Transport & Environnement, un regroupement d'ONG européennes, a publié une étude énonçant que les camions roulant au GNL émettent plus de particules ultrafines et entraînent l'émission de plus de gaz à effet de serre que les camions Diesel.

Transport  |    |  Félix Gouty  |  Actu-Environnement.com
Les camions au GNL polluent plus que les camions Diesel, selon une nouvelle étude

La Fédération européenne pour le transport et l'environnement (Transport & Environnement, ou T&E), qui regroupe plusieurs dizaines d'ONG, est formelle : « Les camions au GNL (gaz naturel liquéfié) ne représentent aucune perspective de réduction des émissions nocives et émettent plus de particules cancérigènes. » L'organisation européenne l'atteste à la suite d'une nouvelle étude comparant les diverses émissions produites par deux camions de type poids lourd du constructeur italien Iveco : le S-Way, roulant grâce à un moteur alimenté en GNL, et le Stralis, doté d'un moteur Diesel, alimenté en gazole. Les mesures ont été réalisées par la Société allemande de recherche pour moteurs à combustion interne et thermodynamique (FTV) et analysées par l'université de Graz, en Autriche.

Le GNL émet plus de méthane, en amont

En premier lieu, T&E s'est attelée de savoir si l'utilisation du GNL permettait réellement de réduire les émissions de gaz à effet de serre (GES) par rapport au gazole, comme le suggère le constructeur ciblé, Iveco. Mandatée par T&E, FTV a donc mesuré les émissions (en CO2 équivalent) de dioxyde de carbone (CO2), de protoxyde d'azote (N2O) et de méthane (CH4) à la fois en aval, au niveau des pots d'échappement des deux modèles de véhicules concernés, et en amont (« well-to-tank », c'est-à-dire de l'extraction du gaz naturel ou du pétrole au remplissage du réservoir du véhicule). L'université de Graz a ensuite évalué la quantité de GES effectivement concentrés dans l'atmosphère pendant vingt ans, puis pendant cent ans après l'émission.

 
« Seuls les véhicules neutres en émissions sont capables de décarboner le transport routier »  
Diane Strauss, directrice de Transport & Environnement
 

D'après leurs calculs, T&E en conclut qu'un camion roulant au GNL émet en moyenne 13,4 % de plus de GES en vingt ans qu'un camion doté d'un moteur Diesel. Si, au niveau du pot d'échappement, le premier émet effectivement moins de CO2, presque pas de N2O et seulement très légèrement plus de CH4 que le second, les émissions provoquées en amont pour le GNL dépassent celles pour le gazole. Elles sont dues aux fuites de méthane à l'extraction du gaz naturel et aux GES émis, à la fois, par les camions citernes transportant le GNL mais aussi par l'électricité nécessaire à l'alimentation du processus de liquéfaction du gaz naturel en GNL.

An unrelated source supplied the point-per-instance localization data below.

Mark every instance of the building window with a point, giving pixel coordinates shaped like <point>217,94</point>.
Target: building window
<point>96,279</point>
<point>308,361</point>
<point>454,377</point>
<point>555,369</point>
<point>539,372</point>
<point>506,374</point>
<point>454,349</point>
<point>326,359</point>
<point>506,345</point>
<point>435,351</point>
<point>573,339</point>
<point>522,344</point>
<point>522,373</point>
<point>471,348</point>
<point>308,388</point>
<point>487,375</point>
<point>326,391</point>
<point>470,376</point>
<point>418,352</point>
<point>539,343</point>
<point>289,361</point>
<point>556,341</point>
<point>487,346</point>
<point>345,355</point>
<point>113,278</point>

Néanmoins, sur une période de cent ans, l'utilisation de GNL plutôt que de gazole engendre 7,5 % d'émissions de GES en moins, selon les chiffres avancés par T&E. La durée de vie dans l'atmosphère du CH4 (d'environ douze ans) est en effet plus courte que celle du CO2 (cent ans). « Compte tenu du fait que le méthane a un impact beaucoup plus important sur le réchauffement climatique que le CO2 dans les vingt ans qui suivent son émission, le récent rapport du Giec montre qu'il faut absolument le réduire afin d'éviter des hausses catastrophiques de température », rappelle cependant T&E dans son étude.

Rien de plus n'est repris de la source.